HOMBRE 1.−            Te dejaban conmigo. ¿Por qué, Samuel?

HOMBRE 2.−            ¡Cállese! Yo no… yo no… soy… yo no soy… yo…

HOMBRE 1.−            ¿Por qué fuiste el primero? ¿Por qué, Samuel?

HOMBRE 2.−            Cállese o le juro que… yo no… no… soy yo…

HOMBRE 1.−            ¿Por qué?

HOMBRE 2.−            Le juro que…

HOMBRE 1.−            ¿Qué? ¿Vas a matarme como has hecho con los muchachos? ¿Una bala en el oído y…? ¿Me coserás la boca a mí también? ¿Qué harás con mis ojos?

HOMBRE 2.−            ¡Maldita sea! ¡Vete a la mierda, maldito maricón de mierda! ¿Qué te pasa, marica? ¿No ves que tengo el arma? ¿No sabes que están mejor donde los estoy mandando? Es mejor que vivir así como… como… como… con este maldito… como… maldito… con este maldito recuerdo de… como… con… este…

HOMBRE 1.−            Yo nunca les hice daño. Yo nunca te hice daño. Siempre los quise a todos, por eso yo nunca… Yo recuerdo que…

HOMBRE 2.−            ¡Cállate maldito! Ellos tampoco hablaron. Ellos se quedaron callados como… como…

HOMBRE 1.−            Pero si era solo amor. Yo los amaba. Yo te amaba.

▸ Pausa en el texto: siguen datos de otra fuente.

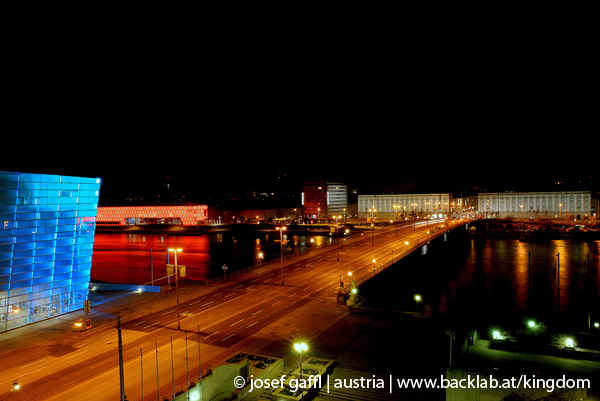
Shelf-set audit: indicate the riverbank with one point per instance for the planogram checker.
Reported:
(578, 236)
(161, 229)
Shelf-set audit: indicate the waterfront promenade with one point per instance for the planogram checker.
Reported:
(252, 312)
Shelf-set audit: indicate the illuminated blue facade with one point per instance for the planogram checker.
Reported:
(47, 225)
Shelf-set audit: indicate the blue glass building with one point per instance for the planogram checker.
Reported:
(47, 225)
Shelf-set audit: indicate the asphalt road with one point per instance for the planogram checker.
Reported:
(211, 324)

HOMBRE 2.−            ¡Cállate maldita marica!   Ellos se callaron como yo y por eso todas estas gorras… si yo hubiera hablado, yo… si ellos, los que siguieron, no hubieran… si sí hubieran habla… y yo, ¿por qué? ¿por qué putas no hablé? Deben de haber cientos y miles y cientos y… miles y cientos después de… cientos y miles y… miles… después de mí y cientos y cientos y… ¡Maldita sea! ¡No voy a terminar nunca y…!

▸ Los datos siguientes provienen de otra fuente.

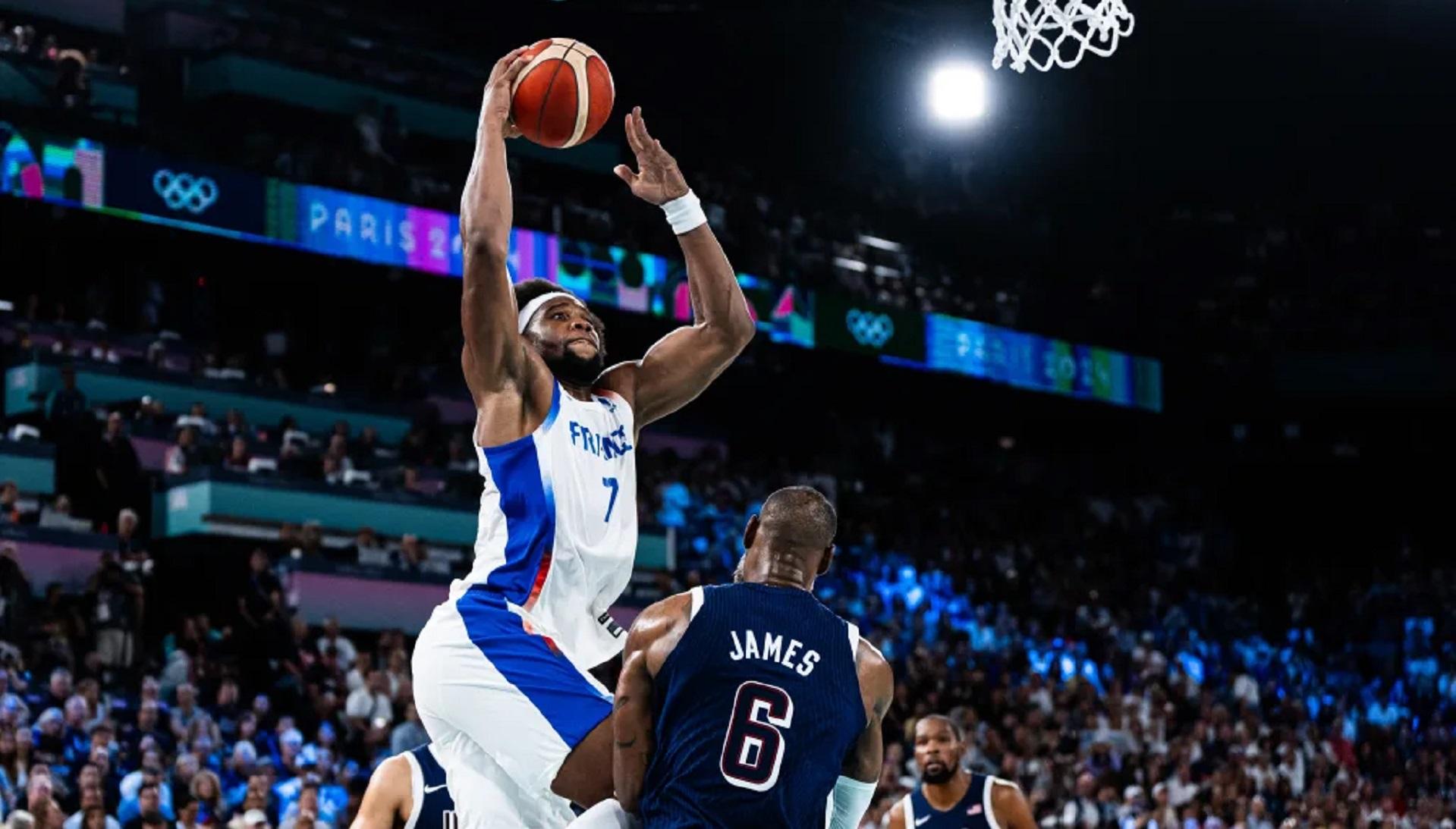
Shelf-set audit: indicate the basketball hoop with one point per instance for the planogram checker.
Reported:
(1058, 33)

HOMBRE 1.−            ¿Por qué les haces daño?

HOMBRE 2.−            Maldito. Maldita. Tú nos hiciste daño. Tú, tú, tú y… nos… les hiciste daño. Tú y tu mald… tú.

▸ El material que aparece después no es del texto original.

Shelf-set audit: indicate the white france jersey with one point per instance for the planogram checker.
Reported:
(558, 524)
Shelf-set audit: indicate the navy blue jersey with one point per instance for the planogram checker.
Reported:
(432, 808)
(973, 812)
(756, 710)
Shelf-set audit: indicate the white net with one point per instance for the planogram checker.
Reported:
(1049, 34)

HOMBRE 1.−            Yo no. Yo sería incapaz de hacerte daño. (Se va acercando al hombre 2 que continúa apuntándole). Si yo los amo. Los amo a todos por eso… (Pausa. Se acerca. Tiene la pistola en la frente. Pausa muy larga. Lentamente toma la pistola. El hombre 2 no hace nada. Está llorando). Es por eso que no puedo darte la lista de… es más, tú no deberías haber venido. Yo los quiero, mi niño. (El hombre 2 está llorando como un niño, de pié, desconsolado. El hombre 1 tiene ahora la pistola. Se acerca al hombre 2 y lo abraza. El hombre 1 se deja abrazar. Ambos se arrodillan lentamente abrazados). Yo te quiero, mi niño. ¿Te acuerdas? (Le pone la gorra azul marino que el hombre 2 nunca soltó). Así te ves bien, mi niño. ¿Te acuerdas? ¿Sabes que hoy que fuiste a buscarme a la prisión te reconocí? Me acordé de ti. Por tu olor. El tiempo todo lo borra menos el olor, el polvo se mete pero en el fondo está el olor y en las gorras… era inconfundible y es… un poco más maduro el olor ahora pero… eras tú (La luz comienza a desaparecer). El olor ése que recuerdo… que recuerdo cuando te decía al oído… (Toma la pistola y se la coloca al hombre 2 en un oído mientras le habla muy cerca). Cuando te decía al oído: “Te quiero”. (Oscuridad total). Eras bueno. Muy bueno… lástima que creciste… lástima… es una lástima…

Silencio.

***

Estuardo Galdámez. Ha tomado talleres de Crítica, Dirección y Dramaturgia en España, El Salvador, Nicaragua y Guatemala. Ha servido varios talleres de dramaturgia y dramaturgia actoral. Como actor ha participado en más de veinte obras de teatro. Ha dirigido más de veinte montajes. Sus obras dramáticas y sus direcciones han sido traducidas al portugués y al inglés y participado en festivales nacionales e internacionales como El festival de Teatro Lido de Brasilia, Brasil; El Festival por la Vida de San Ramón, Costa Rica; entre otros. Premio Muni a la Dramaturgia 1998. Premio único de teatro de los Juegos Florales Hispanoamericanos de Quetzaltenango 2011. Premio de Nueva Dramaturgia Guatemalteca 2012.